NI03
Chronic Mild Hypoxia Exposure Altered T Cell Subsets and Endothelial Activation Markers in EAE
Objectives: We have questioned whether endogenous adaptation to a stressor such as mild changes in respiratory oxygen alters chronic inflammation in an animal model of multiple sclerosis (MS) experimental autoimmune encephalomyelitis (EAE). We previously reported that when mice were exposed to chronic mild hypoxia at the time of immunization they exhibited a delay in disease onset and decreased severity of symptoms. Delayed onset of EAE was associated with decreased T cell infiltration into the spinal cord as well as altered regulatory T-cell subsets.

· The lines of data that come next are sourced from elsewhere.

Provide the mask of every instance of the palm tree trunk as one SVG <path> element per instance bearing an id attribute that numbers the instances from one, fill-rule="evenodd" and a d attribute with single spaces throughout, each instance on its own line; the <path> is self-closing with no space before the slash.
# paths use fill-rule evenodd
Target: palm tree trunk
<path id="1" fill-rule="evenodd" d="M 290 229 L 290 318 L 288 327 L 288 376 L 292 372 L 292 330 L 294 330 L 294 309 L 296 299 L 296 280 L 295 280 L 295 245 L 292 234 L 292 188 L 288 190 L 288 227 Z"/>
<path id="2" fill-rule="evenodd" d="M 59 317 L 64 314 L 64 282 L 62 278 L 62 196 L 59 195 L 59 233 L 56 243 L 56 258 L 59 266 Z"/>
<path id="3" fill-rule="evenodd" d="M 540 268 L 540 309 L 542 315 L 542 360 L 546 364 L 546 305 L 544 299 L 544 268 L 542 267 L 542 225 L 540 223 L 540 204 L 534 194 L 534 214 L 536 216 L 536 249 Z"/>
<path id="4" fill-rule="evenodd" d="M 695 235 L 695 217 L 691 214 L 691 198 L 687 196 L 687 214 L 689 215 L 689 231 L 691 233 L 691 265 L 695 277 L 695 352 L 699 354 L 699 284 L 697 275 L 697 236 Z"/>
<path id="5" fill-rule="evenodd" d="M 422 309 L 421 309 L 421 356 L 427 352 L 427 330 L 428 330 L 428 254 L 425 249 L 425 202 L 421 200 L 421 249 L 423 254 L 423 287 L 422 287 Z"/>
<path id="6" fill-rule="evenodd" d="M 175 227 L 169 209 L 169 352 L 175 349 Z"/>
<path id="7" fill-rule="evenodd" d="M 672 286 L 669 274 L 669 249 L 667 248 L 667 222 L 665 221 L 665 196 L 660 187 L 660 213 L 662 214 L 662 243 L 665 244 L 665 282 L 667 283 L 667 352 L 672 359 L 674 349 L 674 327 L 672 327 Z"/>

Methods: In this study, we examine the effect of exposure to mild hypoxia during the chronic phase of EAE. Mice were exposed to 10% oxygen after development of peak disease for 3 weeks. Then the inflammatory T cells infiltrate into the spinal cord were isolated and analyzed using flowcytometry. Endothelial activation markers V-CAM and I-CAM were also evaluated by immunofluorescence staining in the spinal cord tissue sections, and the isolated microvessels.

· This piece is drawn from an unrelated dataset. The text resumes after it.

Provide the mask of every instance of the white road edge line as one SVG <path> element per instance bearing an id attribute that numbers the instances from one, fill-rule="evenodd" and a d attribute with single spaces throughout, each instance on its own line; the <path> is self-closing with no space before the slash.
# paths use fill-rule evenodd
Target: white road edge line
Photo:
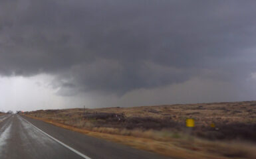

Results: Chronic exposure to mild hypoxia ameliorated chronic inflammatory activity. Amelioration of chronic inflammation was associated with reduction in clinical score, and decreased evidence of spinal lesions. Exposure to hypoxia increased the ratio of Foxp3+ Tregs and IL-10+ T helper cells that have been shown to have anti-inflammatory function. Exposure to hypoxia also increased vascular density and decreased evidence of endothelial activation that may affect blood brain barrier (BBB) permissiveness.
Conclusions: These results imply that endogenous adaptive mechanisms induced in response to mild hypoxic stress ameliorate EAE. The mechanisms may be complex and may involve vascular remodeling, restoration of vascular quiescence, and promotion of regulatory immune cells.